I am extending this module of heritrix org.archive.modules.fetcher.FetchHTTP and overriding the innerProcess method to make a headless browser get the content instead of the builtin heritrix http request
@Override
protected void innerProcess(CrawlURI curi) throws InterruptedException { }
i read through the source of FetchHTTP module, but unable to figure out where this method actually sets the content obtained from the request.
protected void addResponseContent(HttpResponse response, CrawlURI curi) {
curi.setFetchStatus(response.getStatusLine().getStatusCode());
Header ct = response.getLastHeader("content-type");
curi.setContentType(ct == null ? null : ct.getValue());
for (Header h: response.getAllHeaders()) {
curi.putHttpResponseHeader(h.getName(), h.getValue());
}
}
the above method is called when the http request status is success, here i couldnt find any setters to set the content obtained from a URL ( for example, a html page ).
How can i set the html content, so that heritrix can proceed to extract the links from it ?
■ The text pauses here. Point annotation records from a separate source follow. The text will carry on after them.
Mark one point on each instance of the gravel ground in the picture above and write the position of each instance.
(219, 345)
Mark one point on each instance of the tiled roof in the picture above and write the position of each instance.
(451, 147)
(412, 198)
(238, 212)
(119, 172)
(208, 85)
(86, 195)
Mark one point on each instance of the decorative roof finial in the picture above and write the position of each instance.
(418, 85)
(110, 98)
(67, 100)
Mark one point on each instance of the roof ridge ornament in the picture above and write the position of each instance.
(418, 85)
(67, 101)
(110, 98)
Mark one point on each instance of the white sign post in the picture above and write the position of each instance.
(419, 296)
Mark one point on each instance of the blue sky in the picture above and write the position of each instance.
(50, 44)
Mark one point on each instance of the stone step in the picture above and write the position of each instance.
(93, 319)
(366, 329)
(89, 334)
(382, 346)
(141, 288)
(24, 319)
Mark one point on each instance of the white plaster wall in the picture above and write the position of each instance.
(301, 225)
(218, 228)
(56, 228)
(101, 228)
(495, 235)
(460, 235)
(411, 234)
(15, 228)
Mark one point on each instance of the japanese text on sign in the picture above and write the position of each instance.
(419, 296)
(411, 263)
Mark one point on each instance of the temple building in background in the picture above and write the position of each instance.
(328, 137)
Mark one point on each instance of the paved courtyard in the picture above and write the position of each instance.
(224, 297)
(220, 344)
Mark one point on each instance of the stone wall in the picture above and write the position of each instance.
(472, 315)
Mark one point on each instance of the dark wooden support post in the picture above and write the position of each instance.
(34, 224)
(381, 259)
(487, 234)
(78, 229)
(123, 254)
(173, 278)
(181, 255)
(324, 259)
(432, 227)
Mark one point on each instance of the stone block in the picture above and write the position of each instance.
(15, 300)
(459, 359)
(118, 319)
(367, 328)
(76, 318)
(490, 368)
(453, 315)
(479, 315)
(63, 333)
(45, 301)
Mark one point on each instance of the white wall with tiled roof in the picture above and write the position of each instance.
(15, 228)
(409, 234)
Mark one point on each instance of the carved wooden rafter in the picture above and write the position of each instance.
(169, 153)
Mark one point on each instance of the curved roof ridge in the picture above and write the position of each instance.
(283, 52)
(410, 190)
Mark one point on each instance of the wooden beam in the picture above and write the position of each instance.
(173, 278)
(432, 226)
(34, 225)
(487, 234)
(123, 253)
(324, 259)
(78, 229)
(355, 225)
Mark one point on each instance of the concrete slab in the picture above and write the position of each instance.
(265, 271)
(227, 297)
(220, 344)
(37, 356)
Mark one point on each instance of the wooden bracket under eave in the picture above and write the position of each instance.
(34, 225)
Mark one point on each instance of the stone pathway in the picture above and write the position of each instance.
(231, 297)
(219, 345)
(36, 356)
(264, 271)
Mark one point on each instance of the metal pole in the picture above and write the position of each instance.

Assuming your content is supplied by a InputStream called stream then something like this will probably work:
Recorder recorder = curi.getRecorder();
recorder.markContentBegin();
recoredr.inputWrap(stream);
recorder.getRecordedInput().readFully();
recorder.closeRecorders();
handleCapturedRequest() in ExtractorChrome may be a relevant example of integrating Heritrix with a headless browser. Although keep in mind that's for recording subrequests on a background thread and so has to jump through a lot more hoops. Whereas since since you're writing a Fetch processor you don't have to setup your own recorder and can use the one already supplied by the ToeThread and similarly don't need to call the extractors yourself.